The California Supreme Court made it more difficult Monday for employers to classify their workers as independent contractors.
The unanimous decision has implications for the growing gig economy, such as Uber, but it could extend to nearly every employment sector.
The ruling came in a class-action lawsuit against Dynamex Operations West Inc. a package and document delivery company. The suit charged that Dynamex misclassified its delivery drivers as independent contractors rather than employees.
The hiring of workers as independent contractors — not subject to government rules on minimum wage, overtime and rest breaks — has exploded.
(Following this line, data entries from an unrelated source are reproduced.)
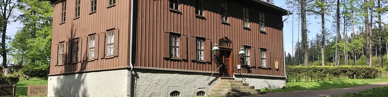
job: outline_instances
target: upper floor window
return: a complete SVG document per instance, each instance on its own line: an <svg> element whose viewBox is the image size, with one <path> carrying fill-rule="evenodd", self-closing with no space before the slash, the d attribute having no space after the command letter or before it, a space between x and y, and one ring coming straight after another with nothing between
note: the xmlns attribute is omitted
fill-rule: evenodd
<svg viewBox="0 0 388 97"><path fill-rule="evenodd" d="M177 36L170 35L170 57L179 58L179 37Z"/></svg>
<svg viewBox="0 0 388 97"><path fill-rule="evenodd" d="M61 12L61 22L66 21L66 1L62 2L62 11Z"/></svg>
<svg viewBox="0 0 388 97"><path fill-rule="evenodd" d="M260 30L265 31L265 18L264 18L264 14L260 13L259 14L260 16Z"/></svg>
<svg viewBox="0 0 388 97"><path fill-rule="evenodd" d="M249 10L248 9L242 8L242 13L244 14L243 25L244 27L249 27Z"/></svg>
<svg viewBox="0 0 388 97"><path fill-rule="evenodd" d="M170 9L179 10L179 0L170 0Z"/></svg>
<svg viewBox="0 0 388 97"><path fill-rule="evenodd" d="M73 53L72 54L72 62L78 61L78 40L73 41Z"/></svg>
<svg viewBox="0 0 388 97"><path fill-rule="evenodd" d="M89 37L88 42L88 59L94 59L95 47L95 36L94 36Z"/></svg>
<svg viewBox="0 0 388 97"><path fill-rule="evenodd" d="M109 5L116 3L116 0L109 0Z"/></svg>
<svg viewBox="0 0 388 97"><path fill-rule="evenodd" d="M196 47L196 56L197 56L197 60L200 61L204 61L203 58L203 43L204 40L202 40L196 39L196 43L197 45Z"/></svg>
<svg viewBox="0 0 388 97"><path fill-rule="evenodd" d="M228 22L228 2L221 1L221 21Z"/></svg>
<svg viewBox="0 0 388 97"><path fill-rule="evenodd" d="M196 0L195 14L203 16L203 1Z"/></svg>
<svg viewBox="0 0 388 97"><path fill-rule="evenodd" d="M59 47L58 50L59 54L58 56L58 62L59 64L63 64L63 54L64 54L64 44L61 44L59 45Z"/></svg>
<svg viewBox="0 0 388 97"><path fill-rule="evenodd" d="M113 55L114 48L114 32L109 33L107 37L106 56Z"/></svg>
<svg viewBox="0 0 388 97"><path fill-rule="evenodd" d="M245 65L249 66L251 65L250 58L250 50L251 50L250 47L244 47L244 52L245 52L245 58L244 60L245 61L245 62L244 62L244 64Z"/></svg>
<svg viewBox="0 0 388 97"><path fill-rule="evenodd" d="M265 52L267 52L267 50L264 49L262 49L260 50L260 55L261 55L260 57L261 59L262 62L262 67L266 67L265 65Z"/></svg>
<svg viewBox="0 0 388 97"><path fill-rule="evenodd" d="M97 0L90 0L90 12L97 10Z"/></svg>
<svg viewBox="0 0 388 97"><path fill-rule="evenodd" d="M75 10L74 11L74 17L77 17L80 16L81 10L81 0L75 0Z"/></svg>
A 2016 study by economists at Harvard and Princeton universities estimated 12.5 million people were considered independent contractors, or 8.4% of the U.S. workforce.
The ruling is likely to lead many employers in California to immediately question whether they should reclassify independent contractors rather than face stiff fines for misclassification, employment lawyers said.
To classify someone as an independent contractor, businesses must show that the worker is free from the control and direction of the employer; performs work that is outside the hirer’s core business; and customarily engages in “an independently established trade, occupation or business.”
“When a worker has not independently decided to engage in an independently established business but instead is simply designated an independent contractor … there is a substantial risk that the hiring business is attempting to evade the demands of an applicable wage order through misclassification,” Chief Justice Tani Cantil-Sakauye wrote for the court.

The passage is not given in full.